Hi, I've run into some trouble trying to answer this power series question that asks:

Use multiplication or division of power series to find the first three nonzero terms in the Maclaurin series for the given function.

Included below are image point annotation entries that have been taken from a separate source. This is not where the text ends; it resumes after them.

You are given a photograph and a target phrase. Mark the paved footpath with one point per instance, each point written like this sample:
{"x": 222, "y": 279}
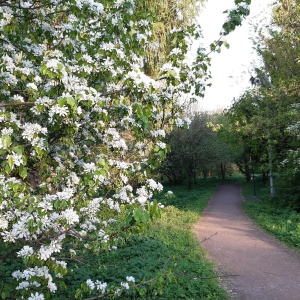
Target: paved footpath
{"x": 264, "y": 268}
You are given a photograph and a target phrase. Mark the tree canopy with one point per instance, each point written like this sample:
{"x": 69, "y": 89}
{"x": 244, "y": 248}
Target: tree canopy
{"x": 81, "y": 127}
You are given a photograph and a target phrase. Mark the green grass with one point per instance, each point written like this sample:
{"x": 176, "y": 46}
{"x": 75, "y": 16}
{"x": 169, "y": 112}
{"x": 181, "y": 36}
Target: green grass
{"x": 167, "y": 247}
{"x": 270, "y": 214}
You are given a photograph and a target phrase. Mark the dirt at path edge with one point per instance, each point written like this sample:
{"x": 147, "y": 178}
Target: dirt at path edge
{"x": 264, "y": 269}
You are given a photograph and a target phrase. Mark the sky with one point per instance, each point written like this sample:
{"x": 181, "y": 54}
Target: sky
{"x": 232, "y": 68}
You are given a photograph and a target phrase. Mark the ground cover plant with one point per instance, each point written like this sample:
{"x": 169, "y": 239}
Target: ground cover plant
{"x": 82, "y": 127}
{"x": 272, "y": 214}
{"x": 165, "y": 259}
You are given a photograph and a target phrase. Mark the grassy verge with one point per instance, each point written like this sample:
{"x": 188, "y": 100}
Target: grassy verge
{"x": 169, "y": 246}
{"x": 281, "y": 222}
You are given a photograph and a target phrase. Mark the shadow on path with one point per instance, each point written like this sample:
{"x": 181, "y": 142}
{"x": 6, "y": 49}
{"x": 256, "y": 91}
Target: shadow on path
{"x": 264, "y": 268}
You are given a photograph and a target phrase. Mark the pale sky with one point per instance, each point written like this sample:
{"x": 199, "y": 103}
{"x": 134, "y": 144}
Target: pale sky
{"x": 230, "y": 69}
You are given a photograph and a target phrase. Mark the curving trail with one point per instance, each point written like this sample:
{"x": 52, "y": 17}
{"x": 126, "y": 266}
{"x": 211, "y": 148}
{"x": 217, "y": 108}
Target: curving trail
{"x": 264, "y": 268}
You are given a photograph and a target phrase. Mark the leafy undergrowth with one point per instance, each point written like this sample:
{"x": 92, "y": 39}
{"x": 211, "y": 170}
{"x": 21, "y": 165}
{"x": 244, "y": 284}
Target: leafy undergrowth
{"x": 283, "y": 223}
{"x": 167, "y": 248}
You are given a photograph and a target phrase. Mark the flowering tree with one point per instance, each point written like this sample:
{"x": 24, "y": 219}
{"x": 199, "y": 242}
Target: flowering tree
{"x": 81, "y": 125}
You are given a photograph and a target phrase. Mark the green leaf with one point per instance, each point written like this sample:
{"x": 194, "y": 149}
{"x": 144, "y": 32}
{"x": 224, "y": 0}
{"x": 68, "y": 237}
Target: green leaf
{"x": 17, "y": 150}
{"x": 6, "y": 141}
{"x": 23, "y": 172}
{"x": 10, "y": 162}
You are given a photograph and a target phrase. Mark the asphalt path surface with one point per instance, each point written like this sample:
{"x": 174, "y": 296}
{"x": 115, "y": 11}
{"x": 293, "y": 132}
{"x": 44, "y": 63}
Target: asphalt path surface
{"x": 254, "y": 265}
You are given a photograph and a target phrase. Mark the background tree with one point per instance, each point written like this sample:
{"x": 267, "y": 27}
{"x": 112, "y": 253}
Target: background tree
{"x": 195, "y": 151}
{"x": 81, "y": 125}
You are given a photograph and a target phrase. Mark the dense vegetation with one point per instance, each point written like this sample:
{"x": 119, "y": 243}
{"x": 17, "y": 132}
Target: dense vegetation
{"x": 272, "y": 214}
{"x": 88, "y": 91}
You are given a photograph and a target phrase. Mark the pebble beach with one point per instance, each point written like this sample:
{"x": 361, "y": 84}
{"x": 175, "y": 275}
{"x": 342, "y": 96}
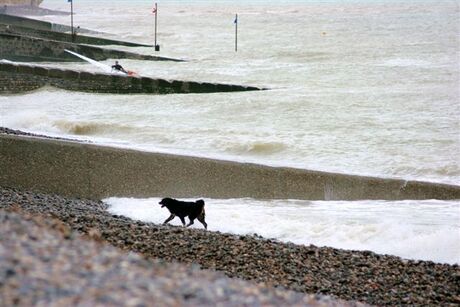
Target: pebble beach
{"x": 62, "y": 251}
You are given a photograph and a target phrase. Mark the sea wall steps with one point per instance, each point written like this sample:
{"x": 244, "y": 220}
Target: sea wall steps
{"x": 38, "y": 24}
{"x": 29, "y": 49}
{"x": 19, "y": 78}
{"x": 64, "y": 37}
{"x": 29, "y": 10}
{"x": 85, "y": 170}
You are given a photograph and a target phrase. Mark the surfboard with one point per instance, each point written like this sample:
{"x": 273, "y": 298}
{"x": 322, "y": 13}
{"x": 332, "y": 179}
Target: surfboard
{"x": 103, "y": 67}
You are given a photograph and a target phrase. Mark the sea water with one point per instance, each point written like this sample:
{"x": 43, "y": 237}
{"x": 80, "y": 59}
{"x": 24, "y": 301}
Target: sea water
{"x": 356, "y": 87}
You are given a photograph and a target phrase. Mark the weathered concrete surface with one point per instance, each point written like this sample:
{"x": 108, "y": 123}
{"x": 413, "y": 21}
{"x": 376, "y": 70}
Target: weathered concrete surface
{"x": 64, "y": 37}
{"x": 38, "y": 24}
{"x": 25, "y": 48}
{"x": 17, "y": 78}
{"x": 22, "y": 2}
{"x": 84, "y": 170}
{"x": 29, "y": 10}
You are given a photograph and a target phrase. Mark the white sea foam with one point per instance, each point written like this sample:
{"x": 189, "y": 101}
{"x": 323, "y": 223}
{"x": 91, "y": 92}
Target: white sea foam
{"x": 423, "y": 230}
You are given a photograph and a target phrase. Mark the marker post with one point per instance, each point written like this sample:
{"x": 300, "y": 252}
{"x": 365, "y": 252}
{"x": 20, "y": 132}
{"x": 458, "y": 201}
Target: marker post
{"x": 155, "y": 11}
{"x": 71, "y": 20}
{"x": 236, "y": 32}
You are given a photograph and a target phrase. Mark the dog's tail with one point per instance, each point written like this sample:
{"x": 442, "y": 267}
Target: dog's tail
{"x": 201, "y": 203}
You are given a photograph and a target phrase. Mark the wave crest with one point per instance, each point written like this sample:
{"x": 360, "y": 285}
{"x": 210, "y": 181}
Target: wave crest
{"x": 255, "y": 147}
{"x": 89, "y": 128}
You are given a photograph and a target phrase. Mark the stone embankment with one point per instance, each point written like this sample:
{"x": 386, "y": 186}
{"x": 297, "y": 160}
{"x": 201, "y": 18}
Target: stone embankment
{"x": 16, "y": 78}
{"x": 64, "y": 37}
{"x": 86, "y": 170}
{"x": 100, "y": 274}
{"x": 34, "y": 3}
{"x": 29, "y": 49}
{"x": 38, "y": 24}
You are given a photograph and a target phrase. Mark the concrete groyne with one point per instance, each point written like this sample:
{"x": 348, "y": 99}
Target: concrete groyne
{"x": 84, "y": 170}
{"x": 38, "y": 24}
{"x": 17, "y": 78}
{"x": 64, "y": 37}
{"x": 24, "y": 48}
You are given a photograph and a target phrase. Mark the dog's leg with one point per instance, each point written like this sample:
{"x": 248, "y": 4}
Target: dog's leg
{"x": 191, "y": 222}
{"x": 169, "y": 218}
{"x": 201, "y": 219}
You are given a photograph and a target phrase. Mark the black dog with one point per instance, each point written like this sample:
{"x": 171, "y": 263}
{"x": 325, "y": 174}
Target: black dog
{"x": 194, "y": 210}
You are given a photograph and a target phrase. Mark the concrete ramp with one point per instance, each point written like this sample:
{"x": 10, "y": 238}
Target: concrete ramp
{"x": 84, "y": 170}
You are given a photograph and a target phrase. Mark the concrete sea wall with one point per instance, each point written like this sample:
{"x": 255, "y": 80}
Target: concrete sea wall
{"x": 38, "y": 24}
{"x": 24, "y": 48}
{"x": 84, "y": 170}
{"x": 15, "y": 78}
{"x": 64, "y": 37}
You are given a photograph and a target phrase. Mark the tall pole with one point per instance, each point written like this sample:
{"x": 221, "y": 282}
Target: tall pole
{"x": 71, "y": 17}
{"x": 236, "y": 32}
{"x": 157, "y": 48}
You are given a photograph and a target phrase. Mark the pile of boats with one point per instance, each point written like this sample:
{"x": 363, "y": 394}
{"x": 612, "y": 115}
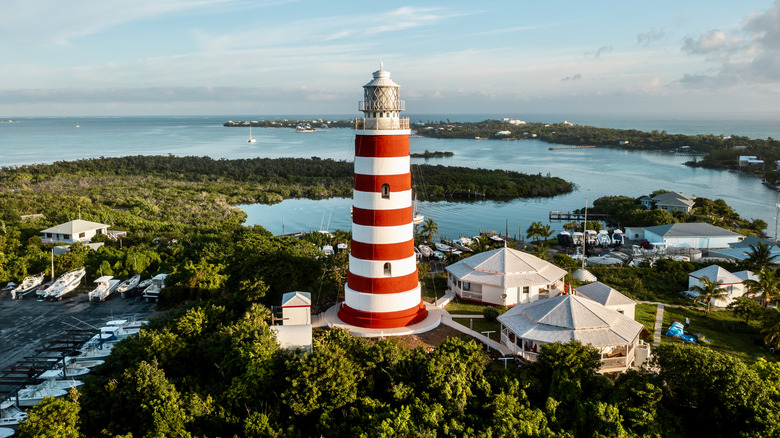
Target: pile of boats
{"x": 63, "y": 374}
{"x": 104, "y": 286}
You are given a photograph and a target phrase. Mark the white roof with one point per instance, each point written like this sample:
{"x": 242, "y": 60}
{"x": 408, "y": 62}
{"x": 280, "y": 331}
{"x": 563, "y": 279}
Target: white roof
{"x": 506, "y": 267}
{"x": 296, "y": 299}
{"x": 74, "y": 227}
{"x": 714, "y": 273}
{"x": 568, "y": 317}
{"x": 604, "y": 295}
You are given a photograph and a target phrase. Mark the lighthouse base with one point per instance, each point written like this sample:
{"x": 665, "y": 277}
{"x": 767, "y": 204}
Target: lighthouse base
{"x": 430, "y": 319}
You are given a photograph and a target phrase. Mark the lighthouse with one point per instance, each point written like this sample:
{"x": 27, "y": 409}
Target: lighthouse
{"x": 382, "y": 289}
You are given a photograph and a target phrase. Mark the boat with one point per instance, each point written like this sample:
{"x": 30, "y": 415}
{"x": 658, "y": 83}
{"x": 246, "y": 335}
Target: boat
{"x": 153, "y": 291}
{"x": 66, "y": 283}
{"x": 128, "y": 285}
{"x": 105, "y": 286}
{"x": 425, "y": 250}
{"x": 10, "y": 414}
{"x": 29, "y": 284}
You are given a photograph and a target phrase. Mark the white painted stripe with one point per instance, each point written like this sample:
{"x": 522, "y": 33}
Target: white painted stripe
{"x": 375, "y": 201}
{"x": 383, "y": 166}
{"x": 383, "y": 132}
{"x": 376, "y": 268}
{"x": 396, "y": 234}
{"x": 382, "y": 302}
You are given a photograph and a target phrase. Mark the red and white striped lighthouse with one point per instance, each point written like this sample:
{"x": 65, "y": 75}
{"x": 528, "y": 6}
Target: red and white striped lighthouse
{"x": 382, "y": 289}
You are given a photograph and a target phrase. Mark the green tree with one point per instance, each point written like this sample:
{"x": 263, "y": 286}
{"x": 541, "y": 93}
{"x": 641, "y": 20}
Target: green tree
{"x": 708, "y": 291}
{"x": 52, "y": 417}
{"x": 766, "y": 288}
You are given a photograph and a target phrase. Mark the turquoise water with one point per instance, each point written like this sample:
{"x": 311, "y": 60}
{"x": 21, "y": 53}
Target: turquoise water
{"x": 596, "y": 172}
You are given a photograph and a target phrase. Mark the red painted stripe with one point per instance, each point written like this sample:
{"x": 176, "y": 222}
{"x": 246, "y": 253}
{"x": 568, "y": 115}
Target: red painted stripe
{"x": 401, "y": 318}
{"x": 383, "y": 285}
{"x": 382, "y": 145}
{"x": 382, "y": 218}
{"x": 373, "y": 183}
{"x": 382, "y": 251}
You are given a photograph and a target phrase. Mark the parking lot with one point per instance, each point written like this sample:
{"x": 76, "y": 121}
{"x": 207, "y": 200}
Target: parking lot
{"x": 25, "y": 325}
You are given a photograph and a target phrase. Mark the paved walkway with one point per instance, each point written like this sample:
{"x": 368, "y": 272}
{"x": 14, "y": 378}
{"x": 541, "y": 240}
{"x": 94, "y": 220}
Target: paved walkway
{"x": 659, "y": 318}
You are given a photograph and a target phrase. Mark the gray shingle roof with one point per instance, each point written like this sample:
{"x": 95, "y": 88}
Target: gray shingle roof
{"x": 604, "y": 295}
{"x": 506, "y": 267}
{"x": 567, "y": 317}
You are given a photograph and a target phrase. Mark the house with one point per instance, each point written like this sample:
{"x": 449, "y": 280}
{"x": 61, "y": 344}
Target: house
{"x": 74, "y": 231}
{"x": 732, "y": 283}
{"x": 685, "y": 235}
{"x": 504, "y": 277}
{"x": 669, "y": 201}
{"x": 609, "y": 298}
{"x": 525, "y": 327}
{"x": 296, "y": 329}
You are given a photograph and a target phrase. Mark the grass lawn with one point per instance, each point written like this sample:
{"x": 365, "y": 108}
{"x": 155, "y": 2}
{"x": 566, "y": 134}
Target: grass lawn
{"x": 480, "y": 325}
{"x": 645, "y": 314}
{"x": 726, "y": 333}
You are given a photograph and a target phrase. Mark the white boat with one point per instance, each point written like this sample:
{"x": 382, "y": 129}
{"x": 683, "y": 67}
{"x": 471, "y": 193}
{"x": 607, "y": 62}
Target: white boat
{"x": 33, "y": 394}
{"x": 425, "y": 250}
{"x": 105, "y": 286}
{"x": 29, "y": 284}
{"x": 66, "y": 283}
{"x": 10, "y": 414}
{"x": 153, "y": 291}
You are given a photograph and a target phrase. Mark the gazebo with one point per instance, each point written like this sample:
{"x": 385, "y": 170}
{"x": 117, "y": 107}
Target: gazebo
{"x": 525, "y": 327}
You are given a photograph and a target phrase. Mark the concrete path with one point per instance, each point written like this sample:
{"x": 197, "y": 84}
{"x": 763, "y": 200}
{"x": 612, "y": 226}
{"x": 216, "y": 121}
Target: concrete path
{"x": 659, "y": 318}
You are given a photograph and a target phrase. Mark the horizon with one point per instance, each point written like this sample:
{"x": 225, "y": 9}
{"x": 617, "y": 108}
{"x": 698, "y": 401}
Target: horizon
{"x": 230, "y": 57}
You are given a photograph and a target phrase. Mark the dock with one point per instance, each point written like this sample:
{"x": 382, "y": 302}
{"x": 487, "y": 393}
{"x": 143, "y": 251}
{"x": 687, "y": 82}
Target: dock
{"x": 552, "y": 148}
{"x": 576, "y": 216}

$\displaystyle e^{7x}ln(1-x/5)$

This is my work so far (all sums are n=0 to infinity):

$\displaystyle e^x$ = $\displaystyle \sum$ $\displaystyle \frac{x^n}{n!}$

$\displaystyle e^{7x}$ = $\displaystyle \sum$$\displaystyle \frac{7^nx^n}{n!}$

and

$\displaystyle

ln(1+x)$ = $\displaystyle \sum$ $\displaystyle (-1)^{n-1}\frac{x^n}{n}$

$\displaystyle ln(1-x/5)$ = $\displaystyle \sum$ $\displaystyle (-1)^{n-1}(-1)^n\frac{5^{-n}x^n}{n}$

$\displaystyle ln(1-x/5)$ = $\displaystyle \sum$ $\displaystyle (-1)^{2n-1}\frac{x^n}{n5^n}$

To find the first 3 non-zero terms, I think I'm supposed to do something like the following:

n=3 $\displaystyle \longrightarrow$ $\displaystyle a_0b_3+a_1b_2+a_2b_1+a_3b_0$

n=2 $\displaystyle \longrightarrow$ $\displaystyle a_0b_2+a_1b_1+a_2b_0$

n=1 $\displaystyle \longrightarrow$ $\displaystyle a_0b_1+a_1b_0$

n=0 $\displaystyle \longrightarrow$ $\displaystyle a_0+b_0$

What I got from doing that was:

($\displaystyle (-1)^{2n-1}$ becomes -1 for all n)

n=3

$\displaystyle -\frac{(7x)^0}{0!}*\frac{x^3}{3(5^3)}-\frac{(7x)^1}{1!}*\frac{x^2}{2(5^2)}-\frac{(7x)^2}{2!}*\frac{x^1}{1(5^1)}-\frac{(7x)^3}{3!}*\frac{x^0}{0(5^0)} $

= $\displaystyle -\frac{x^3}{375}-\frac{7x^3}{50}-\frac{49x^3}{10}-\frac{343x^3}{0}$

= $\displaystyle -\frac{3781x^3}{375}-\frac{343x^3}{0}$

n=2

$\displaystyle -\frac{(7x)^0}{0!}*\frac{x^2}{2(5^2)}-\frac{(7x)^1}{1!}*\frac{x^1}{1(5^1)}-\frac{(7x)^2}{2!}*\frac{x^0}{0(5^0)}$

= $\displaystyle -\frac{x^2}{50}-\frac{7x^2}{5}-\frac{49x^2}{0}$

= $\displaystyle -\frac{71x^2}{50}-\frac{49x^2}{0}$

n=1

$\displaystyle -\frac{(7x)^0}{0!}*\frac{x^1}{1(5^1)}-\frac{(7x)^1}{1!}*\frac{x^0}{0(5^0)}$

= $\displaystyle -\frac{x}{5}-\frac{7x}{0}$

n=0

$\displaystyle -\frac{(7x)^0}{0!}-\frac{x^0}{0(5^0)}$

$\displaystyle -1-\frac{1}{0}$

How do I get my 3 terms from the above? I have a lot of fractions where I'm dividing by 0.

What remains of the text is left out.